Write Python functions to compute measures of central tendancy.

Tue, 5 Mar 2024 18:00

Write Python functions to compute measures of central tendancy.

There are (at least!) three ways to measure central tendancy of a set of values: the mean, the median and the mode. In this assignment, you will write three Python functions, one to calculate each of them.

Background

Mean

We are very familiar with the arithmetic mean, having seen it several times already in this course:

\[ \frac{1}{n} \sum_{i=0}^{n} X \]

where $X$ is a set of values and $n$ is the number of values in $X$. However, there is also another kind of mean called the geometric mean. It works just like the arithmetic mean, but with values multiplied together instead of added together and then taking the $n^\textrm{th}$ root of the product rather than dividing by $n$:

\[ \sqrt[\large{n}]{ \prod_{i=0}^{n} X} \]

Median

The median of a set of numbers is the middle value if you were to sort them all from smallest to largest (or vice-versa). This can give very different results from the mean, tending to ignore the effect of extreme outliers. For example, if the incomes in a province are mostly in the range of CAD 40k/year but there is one super-wealthy individual making CAD 1B/year, the mean will be affected by the outlier but the median will not.

Mode

The mode of a set of numbers is the most common number in that set. For example, in the set $S = {{ 1, 1, 1, 2, 5, 3, 9 }}$, the most common number is 1, even though it is neither the mean nor the median value.

Tip

Update / clarification:

The statistical mode of a set of values may not be unique. You may have two modes (a bimodal distribution) or more than two modes (a multimodal distribution). So, it’s a fair question to ask: "how should my code handle these situations?"
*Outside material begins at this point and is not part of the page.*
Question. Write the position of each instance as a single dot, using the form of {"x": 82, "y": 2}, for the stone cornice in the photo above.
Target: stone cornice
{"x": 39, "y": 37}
The answer for this assignment is that the mode function should return any valid mode. If there are two more more modes, just pick one arbitrarily (the first one, the last one, etc.). I won’t consider any valid mode to be incorrect.

Requirements

After working through a few examples of the concepts above, implement the following functions in Python. Each function should accept a parameter that represents a sequence of values (which may be a list or another iterable). For all three functions, if an empty list is passed as an argument, the function should return None.

  1. mean should calculate the mean, as described above

    • in addition to the parameter for input values, this function should also have a parameter called geometric with a default argument of False

    • if the argument True is passed to geometric, the mean function should calculate the geometric mean instead of the arithmetic mean

  2. median should calculate the median, as described above

  3. mode should calculate the mode, as described above

Define these three functions in a file called central.py and submit to Gradescope. As always, please don’t hesitate to contact me if you have questions! Also as always, remember that assignments are individual work.

Bonus: Geothmetic Meandian

As per XKCD 2435, I will assign bonus points if you also submit a file called meandian.py with a function meandian that computes the "geothmetic meandian":

geothmetic meandian 2x

This function, like those above, should take a list (or other iterable) as input.